We demonstrated that a lower proportion of women as compared to men had achieved a higher level of education. Furthermore, our multivariate analysis showed that level of education (high school diploma or greater vs none) was a significant independent predictor of S2P time > 90 minutes. The VIRGO trial34 also demonstrated an association with level of education and delays from symptom onset to hospital presentation. It is possible that a larger proportion of the population not achieving a high school diploma are illiterate, and/or unfamiliar with the use of current technology, and thus do not avail themselves to the newest educational campaigns on heart disease. It is for this reason that community outreach in the form of direct in-person education, and, the use of diverse types of advertising including radio and television advertisements as well as web-based and social media platforms should be considered to reach a larger proportion of the population.


Our study has a few limitations. 1) We include only those patients with STEMI who received primary PCI and who were available for and consented to the additional questions. Late presenters and medically treated patients were not included in this analysis. Since women are more likely to present outside of the time window for reperfusion therapy, (and thus receive conservative treatment), one would expect that the inclusion of the medically treated patients in the study would only have strengthened our findings. Additionally, it is possible that the inclusion of only those patients who were able to and willing to participate in the study may have resulted in selection bias and influenced the results of the study. 2) Although the time of symptom onset was prospectively obtained and recorded in the chart at the time of the initial hospital encounter, the time of symptom onset was subjective, and based on the patient’s report at the time of admission. It is possible that there were differences in the recollection and reporting of symptoms that could not be accounted for in our study. 3) Although baseline clinical variables and symptom onset time were prospectively recorded, the interview took place at a time remote from the hospitalization for the STEMI. Therefore, the reporting of a patient’s thoughts and responses at the time of the infarct was based on the patients recollection of the events, and may have differed in retrospect from their actual thoughts and actions. 4) We did not have data on long term follow up for these patients, and hence it is unclear if the longer delays affected patient’s clinical outcome.
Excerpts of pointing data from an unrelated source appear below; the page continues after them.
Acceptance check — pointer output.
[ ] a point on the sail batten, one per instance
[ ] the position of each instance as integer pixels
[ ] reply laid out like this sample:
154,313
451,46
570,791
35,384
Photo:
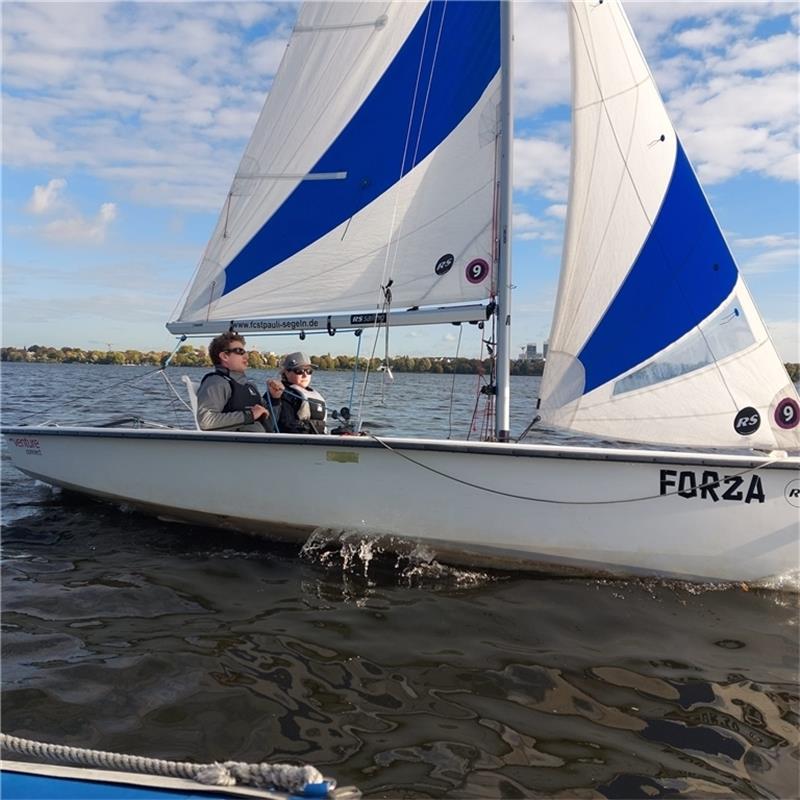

Compared to men, women with AMI have longer pre-hospital delays. The longer delays are associated with a higher prevalence of atypical symptoms, and a lack of belief in women that they are having an AMI. Additionally, longer pre-hospital delays were seen in patients with a lower level of education and patients who did not think they were having an AMI. The results of this analysis suggest a continued need to educate our communities. Consideration should be given to expand educational efforts to radio and TV ads, or direct “in-person” educational outreach programs as well as web-based and social media platforms. This diverse approach to raise awareness will likely influence a larger population of patients at risk. Educational campaigns should emphasize the importance of recognizing both typical and atypical symptoms of AMI in women and men, and highlight the importance of acting quickly and calling 911 once symptoms develop.


The authors wish to acknowledge the following people who supported our efforts in conducting some of the interviews and/or identifying cases for data collection: Kathleen Kearney, RN, Vladimir Fridman, MD, and Mariusz Wysoczanski, MD. The abstract of this paper was presented at the American Heart Association Quality of Care and Outcomes Meeting and the World Congress of Heart Disease Meeting (A joint meeting) as a poster presentation with interim findings. Our work has otherwise not been published in any form.


The authors report no conflicts of interest in this work.